That’s about all they can say.

The oldest, who has just turned 12, says way more. And waits till late at night before unleashing a torrent of existential questions.

“Why did this have to happen to us?”

“Why did Mum have to get sick?”

“When did you know Mum was going to die?”

So we talk about it all. We talk about bodies and cancer. We talk about how it’s OK to be sad, and angry.

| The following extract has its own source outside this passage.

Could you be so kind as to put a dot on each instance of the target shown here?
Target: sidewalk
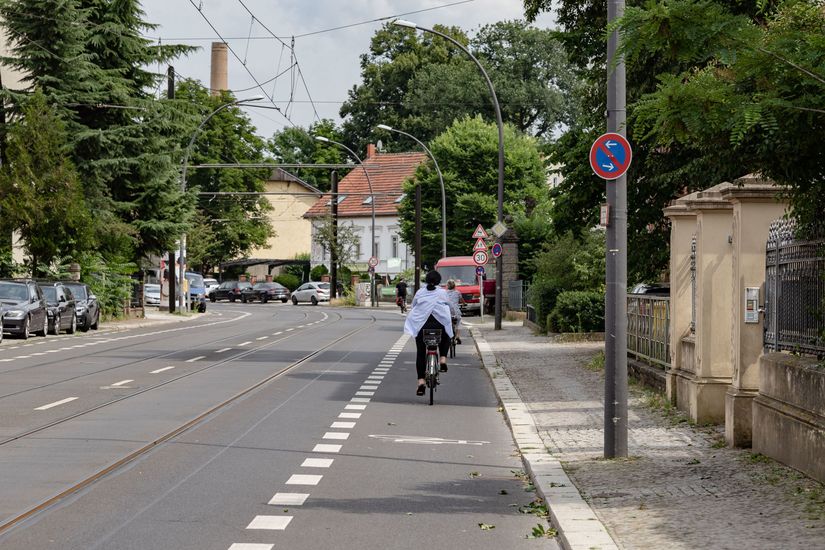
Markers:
(680, 488)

We talk about how life isn’t fair. Then I tell them how much their mum loved them, and how she’d be so proud of them. Then I wheel out any stories I can remember, until they’ve shrugged off the sadness.

​They’re boys, so sometimes words aren’t enough. Talk is cheap. Action is needed. Sometimes I let them throw eggs at a wall. Put all your sadness and anger into the egg and let it fly, I say. Splat! And then peals of laughter. Who gives a shit about egg all over the wall on the side of the house!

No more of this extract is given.